Completed Procedures

1. Gaussian Elimination
   
2. Gauss-Jordan Elimination
   
3. Determinant of a triangular matrix
   
4. Solve lower triangular system (back substitution)
   
5. Solve upper triangular system (back substitution)
   
6. LU Decomposition Doolittle
   
7. LU Decomposition Crout
   
8. Solve LU system (gemeric)
   
9. LU Decomposition Cholesky
   
10. Gauss-Siedel iteration
    
11. Householder tridiagonalization
    

had problems with the process of constructing a Hessenburg matrix for the general case
of an n*n square matrix because I thought the Householder algorithm only worked for
symmetric matrices.

I implemented a method that performs a similarity transform and returns
H and S from http://www.mymathlib.com/matrices/eigen/,
(these are removed, I used the Krezig method, see much older versions)

I found a paper
http://www.ams.org/journals/mcom/1969-23-108/S0025-5718-1969-0258255-3/S0025-5718-1969-0258255-3.pdf that proves numerical instability of the row reduction methods.(this showed up again in the complex matrix).

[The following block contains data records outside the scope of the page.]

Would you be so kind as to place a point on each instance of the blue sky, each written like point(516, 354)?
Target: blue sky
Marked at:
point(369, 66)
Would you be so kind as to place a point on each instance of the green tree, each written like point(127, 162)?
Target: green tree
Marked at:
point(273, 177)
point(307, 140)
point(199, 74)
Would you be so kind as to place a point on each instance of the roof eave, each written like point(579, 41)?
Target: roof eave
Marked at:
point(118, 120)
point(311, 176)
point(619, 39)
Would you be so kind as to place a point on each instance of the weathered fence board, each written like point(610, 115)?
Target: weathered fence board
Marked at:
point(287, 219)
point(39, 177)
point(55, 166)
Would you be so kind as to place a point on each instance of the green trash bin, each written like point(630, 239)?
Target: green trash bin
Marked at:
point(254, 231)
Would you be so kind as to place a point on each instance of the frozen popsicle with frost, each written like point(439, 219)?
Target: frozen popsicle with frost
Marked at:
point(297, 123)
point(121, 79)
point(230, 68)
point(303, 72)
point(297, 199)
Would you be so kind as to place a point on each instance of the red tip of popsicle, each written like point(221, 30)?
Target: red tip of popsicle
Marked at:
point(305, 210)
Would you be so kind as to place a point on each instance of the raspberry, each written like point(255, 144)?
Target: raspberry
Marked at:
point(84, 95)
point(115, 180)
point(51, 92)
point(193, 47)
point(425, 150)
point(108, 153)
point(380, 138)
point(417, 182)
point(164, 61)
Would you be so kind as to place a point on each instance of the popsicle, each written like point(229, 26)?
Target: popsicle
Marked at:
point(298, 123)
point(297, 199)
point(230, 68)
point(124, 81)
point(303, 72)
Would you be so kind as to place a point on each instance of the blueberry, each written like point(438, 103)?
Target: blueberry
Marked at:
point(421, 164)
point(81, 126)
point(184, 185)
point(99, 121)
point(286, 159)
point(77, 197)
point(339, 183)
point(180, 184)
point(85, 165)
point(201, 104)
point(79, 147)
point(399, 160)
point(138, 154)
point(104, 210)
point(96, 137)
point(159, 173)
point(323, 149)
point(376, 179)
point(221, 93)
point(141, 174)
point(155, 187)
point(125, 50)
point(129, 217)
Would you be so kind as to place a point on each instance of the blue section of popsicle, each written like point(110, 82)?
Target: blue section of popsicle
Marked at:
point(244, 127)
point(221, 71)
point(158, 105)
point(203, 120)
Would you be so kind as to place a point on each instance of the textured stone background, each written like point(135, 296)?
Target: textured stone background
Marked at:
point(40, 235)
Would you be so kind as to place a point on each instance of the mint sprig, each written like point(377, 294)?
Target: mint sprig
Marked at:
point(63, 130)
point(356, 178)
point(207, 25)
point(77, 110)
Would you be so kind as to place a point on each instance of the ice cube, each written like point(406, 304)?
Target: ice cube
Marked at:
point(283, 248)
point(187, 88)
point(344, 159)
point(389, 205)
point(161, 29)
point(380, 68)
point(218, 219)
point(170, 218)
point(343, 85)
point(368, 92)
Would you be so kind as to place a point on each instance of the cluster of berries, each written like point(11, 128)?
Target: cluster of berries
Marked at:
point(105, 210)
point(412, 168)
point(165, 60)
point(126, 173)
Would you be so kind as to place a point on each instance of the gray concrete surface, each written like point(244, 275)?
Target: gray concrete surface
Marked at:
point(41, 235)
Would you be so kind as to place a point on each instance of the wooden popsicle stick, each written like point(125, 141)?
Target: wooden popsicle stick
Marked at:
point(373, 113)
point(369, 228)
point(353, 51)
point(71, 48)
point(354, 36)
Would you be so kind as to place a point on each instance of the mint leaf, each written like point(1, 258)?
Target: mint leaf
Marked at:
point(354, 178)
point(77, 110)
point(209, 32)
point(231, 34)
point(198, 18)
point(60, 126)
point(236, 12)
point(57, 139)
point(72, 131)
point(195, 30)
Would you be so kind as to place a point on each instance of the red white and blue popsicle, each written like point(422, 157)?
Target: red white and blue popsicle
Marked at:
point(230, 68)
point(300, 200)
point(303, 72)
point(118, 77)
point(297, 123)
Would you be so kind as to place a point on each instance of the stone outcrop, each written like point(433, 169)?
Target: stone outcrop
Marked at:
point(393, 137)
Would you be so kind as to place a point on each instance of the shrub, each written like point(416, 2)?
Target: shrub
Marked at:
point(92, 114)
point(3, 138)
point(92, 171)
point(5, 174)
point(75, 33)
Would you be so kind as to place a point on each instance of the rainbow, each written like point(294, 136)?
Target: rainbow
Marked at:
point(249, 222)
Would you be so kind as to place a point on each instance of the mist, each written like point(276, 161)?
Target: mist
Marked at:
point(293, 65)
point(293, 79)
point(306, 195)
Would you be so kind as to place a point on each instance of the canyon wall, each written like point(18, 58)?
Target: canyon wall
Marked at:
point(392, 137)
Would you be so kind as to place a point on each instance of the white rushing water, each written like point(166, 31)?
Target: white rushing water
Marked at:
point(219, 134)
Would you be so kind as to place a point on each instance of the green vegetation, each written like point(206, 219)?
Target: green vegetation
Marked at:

Anyway I discovered that the Householder method can be used to transform a general N*N matrix
into the Hessenburg form ... The matrix in the example is from this page
http://mathfaculty.fullerton.edu/mathews/n2003/hessenberg/HessenbergMod/Links/HessenbergMod_lnk_9.html
and for more information
http://mathfaculty.fullerton.edu/mathews/n2003/HessenbergMod.html


12) implemented QR algorithm for finding real eigen-values.
13) the QR procedure is working well for real valued solutions and especially symmetric matrices
14) the QR procedure solved for the complex number pairs
15) There are now constructors for various static initializer types
(see examples at top for information, the max is a 6x6 matrix)
16) memory optimized for real matrices
17) Implemented a Complex matrix type - still experimental
18) Set up matrix inversion using LU decomposition thanks to
http://mathworld.wolfram.com/MatrixInverse.html
and
http://www.gamedev.net/page/resources/_/technical/math-and-physics/matrix-inversion-using-lu-decomposition-r3637
for completely explaining it
19) Added some functions for finding a determinant up to 5x5 however the input function isn't implemented.
20) Added method for newton iteration to improve bad inverses.
21) first complex matrix version of the householder algorithm is implemented
22) implemented QR factorisation and tested here - the output produces the same R matrix
23) Reduction to Hessenburg is *exactly* the same as the python version, the solution was to use CSGN instead of SGN
24) Eigenvalues for the Hermitian matrix are *exactly* the same as the python version
25) Eigenvalues for general complex matrix are working (recognizing the fact that the Hermitian is its own conjugate transpose)